Num mundo onde a luta anti-colonial estava em vário pontos do mapa da Áfica, Asia, na América Latina, a nova especialidade tornou-se muito procurada. Em pouco tempo a Escola Superior de Guerra, em Paris, passou a oferecer cursos para oficiais estrangeiros, revela Ceferino Reato, autor do livro “Disposición Final,” dedicado a esclarecer a máquina de morte da ditadura Rafael Videla, na Argentina. Sob supervisão de oficiais formados nos interrogatórios de Argel, logo apareceram alunos de outros países, “portugueses e israelenses, ” escreve Reato. Em 1960 - a guerra nem havia terminado - o esforço para exportar esse tenebroso conhecimento se ampliou.
Oficiais franceses estabeleceram uma missão permanente em Buenos Aires, no décimo segundo andar do Edifício Libertador, sede do Exércio, ao lado da Casa Rosada, palácio presidencial argentino, o que permite concluir que o aprendizado argelino ajudou a construir a mais violenta das ditaduras do ciclo militar sul-americano.
Em outubro de 1961, quando estava claro que a derrota do império colonial francês caminhava para a derrota definitiva, a polícia decidiu dispersar por todos os meios um protesto de 30 000 argelinos, em Paris.

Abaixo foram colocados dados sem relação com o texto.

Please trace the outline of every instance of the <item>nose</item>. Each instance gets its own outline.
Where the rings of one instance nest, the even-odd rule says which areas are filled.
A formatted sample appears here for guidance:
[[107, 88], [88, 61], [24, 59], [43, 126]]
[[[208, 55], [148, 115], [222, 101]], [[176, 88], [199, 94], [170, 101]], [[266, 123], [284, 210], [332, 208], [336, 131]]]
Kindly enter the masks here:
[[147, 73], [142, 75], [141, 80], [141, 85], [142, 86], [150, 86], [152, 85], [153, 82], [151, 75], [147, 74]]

Ocorreu uma matança. No dia seguinte, dezenas de cadáveres foram vistos boiando pelo Senna. No início de 1962, quatro meses antes do acordo de paz, os chefes militares providenciaram outra inovação: a anistia para seus crimes, ideia que em 1979 seria importada pelos militares brasileiros. Aprovaram uma medida que envolveu “todos os fatos cometidos no marco das operações de manutenção da ordem dirigidas contra a insurreição argelina.” Graças a essa decisão, antigos oficiais-torturadores seguiram carreira acadêmica, enquanto outros se converteram à vida parlamentar. Jamais foram processados - como ocorreu com seus colegas brasileiros.
O coronel Marcel Bigeard, que na Batalha de Argel ensina seus homens a maltratar prisioneiros, terminou a carreira como um dos oficiais mais condecorados da história da França e chegou a ministro da Defesa. A doutrina para a guerra contrarevolucionária, eufemismo para o ensinamento de técnicas cruéis de interrogatório, passou a ser ensinada e exportada de maneira oficial, com base em acordos bilaterais de assessoramento. Quando a paz foi feita entre Paris e Argel, o ambiente era de guerra e loucura entre franceses. Através de uma organização secreta, oficiais se organizaram para tentar assassinar De Gaulle.
Descrevendo um império que desabava, Sartre deixou um retrato daquele processo histórico, em que as duas partes só conseguem se prejudicar: “quando o colonialismo está prestes a se arruinar, a metrópole e a colonia são vitimas de seu enfraquecimento. Na tentativa de manter a colonização, a metrópole perde tudo o que foi lucrado com o sistema. E a colonia se enfraquece demasiadamente por causa da violência dos colonizadores.”
Sartre se referia à França e à Argelia, mas também poderia estar falando da colonia francesa do Haiti. Dois séculos antes, em 1789, quando os revolucionários de Paris anunciaram os Direitos do Homem, os escravos da América Central se levantaram para exigir o fim do cativeiro. Foram massacrados.
Também seria possível referir-se a derrota da Indochina, futuro Vietnã - de onde veio Jean-Marie Le Pen e o discurso do ressentimento contra estrangeiros.
Filho de uma professora que tinha uma admiração especial pela cultura francesa e uma imensa vontade de conhecer Paris, oportunidade que a vida não lhe ofereceu, cresci ouvindo Edith Piaf. Assisti aos filmes de Jean-Luc Godard na idade certa e acompanhei, de longe, o fogo do maio de 1968. Conheci dezenas de exilados brasileiros que encontraram refugio na Franças, durante a ditadura militar. Vivi dois anos em Paris como correspondente e, graças ao ambiente cultural da cidade, na época, encontrei a oportunidade de reconstruir a formação que trazia do Brasil.
Três décadas depois, é razoável perguntar qual opção o governo de François Holland irá tomar franceses diante de um atentado que merece repúdio universal – mas não pode ressuscitar assombrações de seu próprio passado.